METHODSAfter successful intrathecal injection, an adjuvant arthritis model was established in 36 healthy male SD rats. They were randomly divided into 6 groups, 6 in each group. They were intrathecally injected with 10 microL normal saline (Group NS), 10 microg morphine (Group M), 10 microg morphine + 50 microg ginsenoside Rg1 (Group MG50), 10 microg morphine +100 microg ginsenoside Rg1 (Group MG100), 10 microg morphine + 200 microg ginsenoside Rg1 (Group MG200), and 100 microg ginsenoside Rg1 (Group G100), respectively. The normal saline and morphine were intrathecally injected twice daily, while ginsenoside Rg1 at different doses was intrathecally injected once daily, for 7 successive days. Fifty percent mechanical paw withdrawal threshold (PWT) was dynamically detected to evaluate their behaviors. The rats were sacrificed on day 7 after medication. The L3-L5 segment of the spinal cord was isolated for determining the expression of GLAST in the spinal dorsal horn using immunofluorescence staining.

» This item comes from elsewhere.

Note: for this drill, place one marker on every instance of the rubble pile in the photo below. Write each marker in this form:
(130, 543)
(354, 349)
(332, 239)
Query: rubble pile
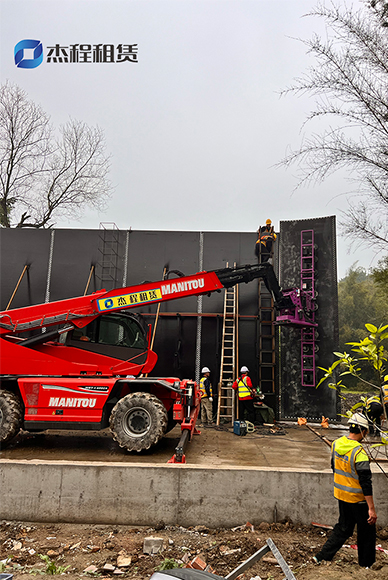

RESULTSThe PWT of Group M was significantly higher than that of Group NS on the 1st and 3rd day after medication (P < 0.05). But it was gradually shortened along with the increasing days of medication. There was no statistical difference between Group M and Group NS on the 7th day (P > 0.05), indicating the formation of morphine tolerance. The PWT of Group MG100 also showed a decreasing tendency, but obviously slower than that of Group M (P < 0.05). The PWT of Group G100 was higher than that of Group NS (P < 0.05). Compared with Group NS, the expression of GLAST in the spinal dorsal horn of rats in Group M was down-regulated (P < 0.01). Compared with Group M, the expression of GLAST in the spinal dorsal horn of rats in Group MG100 and Group G100 was up-regulated (P < 0.05).
CONCLUSIONSSingle application of ginsenoside Rg1 showed mild antinociceptive effect in adjuvant-induced arthritis rats. Intrathecal injection of 100 microg ginsenoside Rg1 could attenuate the formation of morphine tolerance. Its mechanisms might be correlated with up-regulating of the expression of GLAST.